The court found that the express agreement between CRI-Leslie and the IRS answered this question. CRI-Leslie and the Service had stipulated "that from the date that CRI-Leslie acquired the property in 2005 and through December 31, 2008, the property was real property used in CRI-Leslie's hotel and restaurant business within the meaning of section 1221(a)(2)." Accordingly, the court found, as had the Tax Court, that CRI-Leslie had conceded that the hotel was not a capital asset as defined in Sec. 1221. This meant that Sec. 1234A's special rule, which treats property resulting from the termination of a contract for the sale of a "capital asset" as if it were derived from a consummated sale of that asset, and therefore subject to capital gains treatment, did not apply.

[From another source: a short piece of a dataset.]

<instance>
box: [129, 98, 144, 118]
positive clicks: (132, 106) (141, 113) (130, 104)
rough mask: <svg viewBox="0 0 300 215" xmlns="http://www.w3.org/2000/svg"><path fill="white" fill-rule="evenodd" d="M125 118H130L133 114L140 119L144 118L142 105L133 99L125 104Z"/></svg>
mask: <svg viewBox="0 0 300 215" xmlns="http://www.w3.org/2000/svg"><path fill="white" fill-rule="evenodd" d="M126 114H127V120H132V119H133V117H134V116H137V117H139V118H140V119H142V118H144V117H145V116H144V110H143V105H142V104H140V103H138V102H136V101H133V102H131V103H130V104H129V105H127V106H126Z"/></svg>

CRI-Leslie argued that this plain-text reading of the Code yielded a result that was "illogical, absurd, and directly contrary to the objective of § 1234A." CRI-Leslie asserted that treating a deposit differently under a plain-language reading of Secs. 1221 and 1234A because a contract to sell property was terminated rather than completed made no sense and effectively penalized the company for operating a trade or business as opposed to being a passive investor in real property. CRI-Leslie argued that this disparate treatment reflected "intellectual inconsistency" and that the only rational way to read the Code was to treat a terminated contract the same way as a completed sale of the underlying property.
The Eleventh Circuit did not agree, stating that "[t]he supposed anomalies that CRI-Leslie posits — between completed and canceled transactions, and between active managers and passive investors — may seem a little (or even more than a little) odd, but oddity is not absurdity." The court explained that the absurdity exception was very narrow and that it would apply only where a straightforward application of the statutory text would lead to a "truly ridiculous" result. The court concluded that this was not the case here, particularly given that CRI-Leslie got to keep the entire deposit and the Bay Harbor property.
Regarding whether the results were contrary to the purpose of Sec. 1234A, CRI-Leslie contended that the provision's legislative history showed that its purpose was to ensure that taxpayers receive the same tax characterization of gain or loss whether the underlying property to a contract is sold or the contract is terminated. To fulfill this legislative purpose, the term "capital asset" in Sec. 1234A must be read to include Sec. 1231 property.
While the court acknowledged that this argument was not without foundation, the problem with it was that the language of the Code foreclosed it. According to the court, it was foreclosed because the definitions of "property used in the trade or business" in Sec. 1231 and "capital asset" in Sec. 1234A (via Sec. 1221) are mutually exclusive. While Sec. 1231's definition, which applies to consummated sales of trade-or-business property, expressly prescribes capital gains treatment of the resulting income, Sec. 1221's definition, which applies (via Sec. 1234A) to terminated sales of such property, expressly proscribes capital gains treatment. The court further found that where there is a contest "between clear statutory text and (even compelling) evidence of sub- or extra-textual 'intent,' the former must prevail." Consequently, it concluded that CRI-Leslie's intent argument failed.
As the Eleventh Circuit notes in its opinion, some commentators have concluded that the legislative history does clearly establish that it was Congress's intent that Sec. 1234A apply to Sec. 1231 property. While the court acknowledged that this might be the case and that Congress may have made an error in drafting the statute, if Congress did, Congress should correct it by amending the Code, which it has failed to do in the 21 years since Sec. 1234A was expanded to apply to all types of property.